# How to create a custom checkpointer using Firestore

When creating LangGraph agents, you can also set them up so that they persist their state. This allows you to do things like interact with an agent multiple times and have it remember previous interactions.

This example shows how to use firestore as the backend for persisting checkpoint state.

NOTE: this is just an example implementation. You can implement your own checkpointer using a different database or modify this one as long as it conforms to the BaseCheckpointSaver interface.

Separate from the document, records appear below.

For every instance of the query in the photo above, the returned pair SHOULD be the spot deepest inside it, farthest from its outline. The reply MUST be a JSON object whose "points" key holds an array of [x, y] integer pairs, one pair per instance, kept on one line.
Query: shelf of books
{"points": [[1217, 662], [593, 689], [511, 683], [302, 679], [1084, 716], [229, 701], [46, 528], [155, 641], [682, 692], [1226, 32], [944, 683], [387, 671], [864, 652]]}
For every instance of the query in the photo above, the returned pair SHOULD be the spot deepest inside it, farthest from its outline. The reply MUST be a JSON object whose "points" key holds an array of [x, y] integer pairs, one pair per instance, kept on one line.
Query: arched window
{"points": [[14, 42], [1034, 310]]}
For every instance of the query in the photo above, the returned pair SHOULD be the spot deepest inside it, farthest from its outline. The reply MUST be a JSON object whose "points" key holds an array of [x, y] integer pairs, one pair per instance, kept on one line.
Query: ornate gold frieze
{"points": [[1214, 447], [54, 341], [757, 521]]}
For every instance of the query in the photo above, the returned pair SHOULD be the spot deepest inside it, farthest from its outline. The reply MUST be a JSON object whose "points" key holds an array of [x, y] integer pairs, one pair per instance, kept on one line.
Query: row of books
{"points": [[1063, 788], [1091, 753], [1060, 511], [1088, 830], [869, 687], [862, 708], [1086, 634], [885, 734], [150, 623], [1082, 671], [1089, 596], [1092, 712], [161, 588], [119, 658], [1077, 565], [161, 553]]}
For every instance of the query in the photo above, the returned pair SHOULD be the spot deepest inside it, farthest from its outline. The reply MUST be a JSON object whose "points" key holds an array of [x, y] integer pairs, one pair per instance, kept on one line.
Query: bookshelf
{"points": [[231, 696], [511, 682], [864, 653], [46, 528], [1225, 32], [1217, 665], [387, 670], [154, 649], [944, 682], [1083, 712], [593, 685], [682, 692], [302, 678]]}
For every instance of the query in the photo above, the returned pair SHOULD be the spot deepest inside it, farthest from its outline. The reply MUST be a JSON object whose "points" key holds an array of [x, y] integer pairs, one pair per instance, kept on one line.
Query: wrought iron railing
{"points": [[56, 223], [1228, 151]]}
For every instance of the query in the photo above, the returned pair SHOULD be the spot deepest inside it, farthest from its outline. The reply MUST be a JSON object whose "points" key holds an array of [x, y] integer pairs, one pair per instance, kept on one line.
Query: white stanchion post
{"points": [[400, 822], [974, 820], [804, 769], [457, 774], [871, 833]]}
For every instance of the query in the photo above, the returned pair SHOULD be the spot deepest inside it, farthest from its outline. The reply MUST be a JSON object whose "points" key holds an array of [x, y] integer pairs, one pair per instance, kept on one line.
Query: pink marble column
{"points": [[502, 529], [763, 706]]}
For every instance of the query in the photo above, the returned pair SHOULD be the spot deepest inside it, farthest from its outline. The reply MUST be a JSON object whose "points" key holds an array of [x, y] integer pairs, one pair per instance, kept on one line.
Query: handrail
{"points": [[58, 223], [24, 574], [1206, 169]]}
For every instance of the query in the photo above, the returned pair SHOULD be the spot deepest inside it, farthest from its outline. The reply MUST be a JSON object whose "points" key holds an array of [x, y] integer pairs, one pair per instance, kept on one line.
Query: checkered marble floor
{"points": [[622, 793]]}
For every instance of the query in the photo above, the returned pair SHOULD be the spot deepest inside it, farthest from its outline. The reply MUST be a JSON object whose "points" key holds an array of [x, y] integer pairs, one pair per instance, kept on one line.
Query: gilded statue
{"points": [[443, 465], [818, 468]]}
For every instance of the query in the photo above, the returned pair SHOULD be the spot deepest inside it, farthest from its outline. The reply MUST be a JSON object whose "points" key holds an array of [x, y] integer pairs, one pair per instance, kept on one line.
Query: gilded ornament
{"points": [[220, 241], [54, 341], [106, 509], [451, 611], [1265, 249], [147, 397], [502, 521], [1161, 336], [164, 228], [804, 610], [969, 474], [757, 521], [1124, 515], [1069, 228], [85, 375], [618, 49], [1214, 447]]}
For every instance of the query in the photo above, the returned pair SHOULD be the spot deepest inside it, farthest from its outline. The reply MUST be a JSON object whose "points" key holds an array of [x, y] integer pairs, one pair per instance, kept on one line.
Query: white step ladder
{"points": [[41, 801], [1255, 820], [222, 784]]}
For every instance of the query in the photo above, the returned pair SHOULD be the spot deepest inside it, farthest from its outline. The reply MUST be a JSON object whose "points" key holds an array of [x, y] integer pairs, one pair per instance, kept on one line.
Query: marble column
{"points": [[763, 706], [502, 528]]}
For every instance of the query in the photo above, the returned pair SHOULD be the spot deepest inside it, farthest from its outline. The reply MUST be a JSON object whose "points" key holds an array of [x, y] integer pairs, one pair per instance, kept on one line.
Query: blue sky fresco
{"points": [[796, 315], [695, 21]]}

## Checkpointer implementation

In [1]:
%%capture --no-stderr
%pip install -U langgraph google-cloud-firestore

In [2]:
from typing import Any, AsyncIterator, Dict, Iterator, Optional
from google.cloud import firestore
from langchain_core.runnables import RunnableConfig
from langgraph.checkpoint import BaseCheckpointSaver
from langgraph.serde.jsonplus import JsonPlusSerializer
from langgraph.checkpoint.base import Checkpoint, CheckpointMetadata, CheckpointTuple
import pickle

class JsonPlusSerializerCompat(JsonPlusSerializer):
    def loads(self, data: bytes) -> Any:
        if data.startswith(b"\x80") and data.endswith(b"."):
            return pickle.loads(data)
        return super().loads(data)

class FirestoreSaver(BaseCheckpointSaver):
    serde = JsonPlusSerializerCompat()

    def __init__(self, project_id: str, collection_name: str = "checkpoints", *, serde: Optional[Any] = None) -> None:
        super().__init__(serde=serde)
        self.db: firestore.Client = firestore.Client(project=project_id)
        self.async_db: firestore.AsyncClient = firestore.AsyncClient(project=project_id)
        self.collection_name: str = collection_name

    def get_tuple(self, config: RunnableConfig) -> Optional[CheckpointTuple]:
        thread_id: str = config["configurable"]["thread_id"]
        thread_ts: Optional[str] = config["configurable"].get("thread_ts")
        
        doc_ref: firestore.DocumentReference = self.db.collection(self.collection_name).document(thread_id)
        doc: firestore.DocumentSnapshot = doc_ref.get()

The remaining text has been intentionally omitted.